Bristow won’t leave it alone: “Our numbers are similar to AngloGold’s for the simple reason that they come out of Ashanti’s management,” Bristow says without a trace of irony. “We are thrilled that AngloGold recognised that we offer upfront value in our offer. That’s right. We bring Loulo, which is immediate growth, Tongon and then Obuasi [above 50 level]. Obuasi Deeps is a long-term project as even AngloGold now acknowledges.”

We continue to believe that AngloGold cannot avoid raising its offer if it wishes to buy the consent of the Ghanaian government and, in a populist sense, the goodwill of informed citizens. That is critical, but for what it is worth, it appears that Randgold’s message about giving current Ashanti shareholders a larger stake in a differently flavoured gold mining business has won over many minorities. During the interview and conference call, Bristow laid out Randgold’s position on key market worries:

Obuasi Deeps and fleet Randgold is sticking to its assertion that Obuasi Deeps cannot be developed in the near-term whilst the fleet can be recapitalised through a lease agreement.

“At least give current Ashanti shareholders majority participation in the project.”

Seiguri “There’s a lot of work to be done there before you make any rash commitments. It still requires a bankable feasibility study.”

Cash poor AngloGold has lasered the market onto the fact that after paying Lonmin’s mandatory notes, revolving credit facility, the golden parachutes and various transaction costs, Randgold’s treasury will resemble the Atacama Desert. Not so, says Bristow who prices the immediate cash out at $291 million. With available cash from Randgold and Ashanti plus a proposed new credit facility, Bristow believes the merged companies would have “head room” of $48-98 million.

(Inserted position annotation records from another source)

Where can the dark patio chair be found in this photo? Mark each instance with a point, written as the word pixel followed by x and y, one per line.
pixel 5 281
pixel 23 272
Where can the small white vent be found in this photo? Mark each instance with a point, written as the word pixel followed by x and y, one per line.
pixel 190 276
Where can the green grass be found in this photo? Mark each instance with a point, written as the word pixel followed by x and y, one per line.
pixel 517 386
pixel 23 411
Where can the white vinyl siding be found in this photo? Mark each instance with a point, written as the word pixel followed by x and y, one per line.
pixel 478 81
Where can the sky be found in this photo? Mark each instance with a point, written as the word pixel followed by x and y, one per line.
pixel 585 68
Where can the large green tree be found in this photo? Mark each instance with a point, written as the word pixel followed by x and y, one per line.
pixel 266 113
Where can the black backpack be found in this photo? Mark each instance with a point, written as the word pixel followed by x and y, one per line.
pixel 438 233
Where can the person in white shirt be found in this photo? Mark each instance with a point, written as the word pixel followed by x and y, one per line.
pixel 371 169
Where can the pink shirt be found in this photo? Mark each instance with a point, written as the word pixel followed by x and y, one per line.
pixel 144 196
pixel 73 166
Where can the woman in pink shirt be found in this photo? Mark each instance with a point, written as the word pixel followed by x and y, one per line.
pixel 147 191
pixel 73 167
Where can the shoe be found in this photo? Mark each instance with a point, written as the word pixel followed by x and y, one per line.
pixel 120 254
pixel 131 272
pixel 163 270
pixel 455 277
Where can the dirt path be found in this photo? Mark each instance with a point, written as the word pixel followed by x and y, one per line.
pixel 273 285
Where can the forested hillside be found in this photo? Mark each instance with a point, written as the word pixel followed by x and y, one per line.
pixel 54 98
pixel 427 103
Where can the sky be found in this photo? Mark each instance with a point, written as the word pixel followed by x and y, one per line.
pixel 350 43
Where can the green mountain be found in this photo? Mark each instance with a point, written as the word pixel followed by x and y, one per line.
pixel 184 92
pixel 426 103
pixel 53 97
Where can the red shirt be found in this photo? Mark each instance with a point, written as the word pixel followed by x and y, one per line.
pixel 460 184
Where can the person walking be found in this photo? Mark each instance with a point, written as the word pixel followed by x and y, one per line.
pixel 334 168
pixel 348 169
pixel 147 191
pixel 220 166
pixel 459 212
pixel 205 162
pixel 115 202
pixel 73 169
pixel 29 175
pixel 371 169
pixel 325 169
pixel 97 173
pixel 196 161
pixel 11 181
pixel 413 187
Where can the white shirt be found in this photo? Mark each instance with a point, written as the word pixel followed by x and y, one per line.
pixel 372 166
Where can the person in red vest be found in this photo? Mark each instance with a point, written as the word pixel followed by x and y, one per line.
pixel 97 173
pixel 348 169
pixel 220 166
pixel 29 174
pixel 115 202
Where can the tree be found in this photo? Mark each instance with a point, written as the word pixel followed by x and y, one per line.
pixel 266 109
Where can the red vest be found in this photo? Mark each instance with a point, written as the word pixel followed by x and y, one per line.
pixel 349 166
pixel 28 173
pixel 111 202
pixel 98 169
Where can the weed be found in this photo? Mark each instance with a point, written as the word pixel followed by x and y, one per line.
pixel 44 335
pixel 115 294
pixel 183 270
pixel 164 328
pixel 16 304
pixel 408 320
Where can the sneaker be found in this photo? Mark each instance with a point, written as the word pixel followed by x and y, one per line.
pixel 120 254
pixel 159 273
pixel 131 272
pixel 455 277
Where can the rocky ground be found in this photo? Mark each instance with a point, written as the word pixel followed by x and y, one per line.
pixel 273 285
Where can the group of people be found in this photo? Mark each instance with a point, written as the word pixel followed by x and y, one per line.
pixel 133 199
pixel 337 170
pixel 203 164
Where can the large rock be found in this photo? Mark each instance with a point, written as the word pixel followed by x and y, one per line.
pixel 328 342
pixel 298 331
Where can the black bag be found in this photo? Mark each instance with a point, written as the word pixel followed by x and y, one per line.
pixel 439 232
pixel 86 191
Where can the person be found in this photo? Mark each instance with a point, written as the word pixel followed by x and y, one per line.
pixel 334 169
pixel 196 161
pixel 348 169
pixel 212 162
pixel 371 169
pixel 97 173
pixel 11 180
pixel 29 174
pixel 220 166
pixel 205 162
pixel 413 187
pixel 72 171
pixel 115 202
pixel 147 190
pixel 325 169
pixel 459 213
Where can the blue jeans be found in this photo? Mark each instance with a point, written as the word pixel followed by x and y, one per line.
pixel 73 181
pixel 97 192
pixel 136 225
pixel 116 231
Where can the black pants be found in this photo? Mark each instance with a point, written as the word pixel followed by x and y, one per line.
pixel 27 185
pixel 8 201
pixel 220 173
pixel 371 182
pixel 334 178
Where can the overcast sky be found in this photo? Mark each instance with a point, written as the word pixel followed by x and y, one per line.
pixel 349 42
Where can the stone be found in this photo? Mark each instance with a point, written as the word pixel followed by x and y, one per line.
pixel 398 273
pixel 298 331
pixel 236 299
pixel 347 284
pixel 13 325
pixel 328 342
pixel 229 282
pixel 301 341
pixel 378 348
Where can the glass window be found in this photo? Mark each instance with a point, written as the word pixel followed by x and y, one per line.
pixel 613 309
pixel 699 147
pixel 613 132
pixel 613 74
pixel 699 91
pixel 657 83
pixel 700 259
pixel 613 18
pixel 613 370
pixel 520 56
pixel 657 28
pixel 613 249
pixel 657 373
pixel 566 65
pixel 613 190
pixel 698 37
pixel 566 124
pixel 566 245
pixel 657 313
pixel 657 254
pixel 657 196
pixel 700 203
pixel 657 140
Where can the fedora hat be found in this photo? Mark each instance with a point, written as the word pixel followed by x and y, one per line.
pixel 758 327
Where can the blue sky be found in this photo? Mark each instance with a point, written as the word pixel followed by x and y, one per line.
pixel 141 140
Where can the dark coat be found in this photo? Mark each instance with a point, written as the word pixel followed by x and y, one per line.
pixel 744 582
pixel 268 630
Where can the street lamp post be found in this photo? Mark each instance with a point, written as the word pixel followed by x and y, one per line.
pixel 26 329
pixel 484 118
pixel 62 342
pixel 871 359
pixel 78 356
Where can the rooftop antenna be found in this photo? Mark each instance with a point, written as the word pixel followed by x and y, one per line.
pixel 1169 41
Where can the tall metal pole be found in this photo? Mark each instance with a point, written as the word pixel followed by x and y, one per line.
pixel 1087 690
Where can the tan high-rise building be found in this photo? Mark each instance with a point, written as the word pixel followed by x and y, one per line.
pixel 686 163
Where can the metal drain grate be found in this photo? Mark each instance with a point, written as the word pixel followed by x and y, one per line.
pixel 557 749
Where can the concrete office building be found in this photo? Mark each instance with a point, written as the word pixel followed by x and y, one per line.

“People think Ashanti is broken. It is not, just look at the cash it is generating to pay down its debt. It’s nonsense that you have to come flying in with buckets of money. Ashanti is not going out of business by any means,” says Bristow. “It’s not a case of us doing it any differently. We’re saying $342 million for the first two years which is similar to AngloGold.”

Meanwhile, the strong rand is not helping AngloGold’s cause.

Dividends “It is our intention to pay dividends and we hope to do it after three years.”

Balance sheet “You can’t raise capital in Africa, you have to go to international markets. So why go the long circuitous route of going via Johannesburg?”

Liquidity Much has been made of Lonmin’s publicly expressed desire to cash out of Ashanti. It can do so easily with AngloGold, but Randgold’s entry to the FTSE250 has made it a closer race with some beneficial permutations.

“Since we entered the FTSE, we’re averaging trade of 1 million shares per day and Ashanti has been doing the same. So, on a proforma basis the merged company could trade 1.5 million shares per day with a value of $35-40 million daily.

AngloGold has been trading roughly the same amount and that equates to about $55 million. That means Lonmin could trade out of its position in six days versus about eight with us,” Bristow says. Once Lonmin clears Randgold/Ashanti, there are additional tracker fund triggers to take up more stock. Debt Bristow says the market is comfortable that Ashanti’s debt situation will be resolved in the near term and largely through organic growth. Hedging “What do you get when you put two heavily hedged companies together? More hedging,” quips Bristow. “At least with us the hedging is diluted.” Raising the offer “It’s going to take something special, something significant to knock us out. $100 million [more from AngloGold] won’t do it.”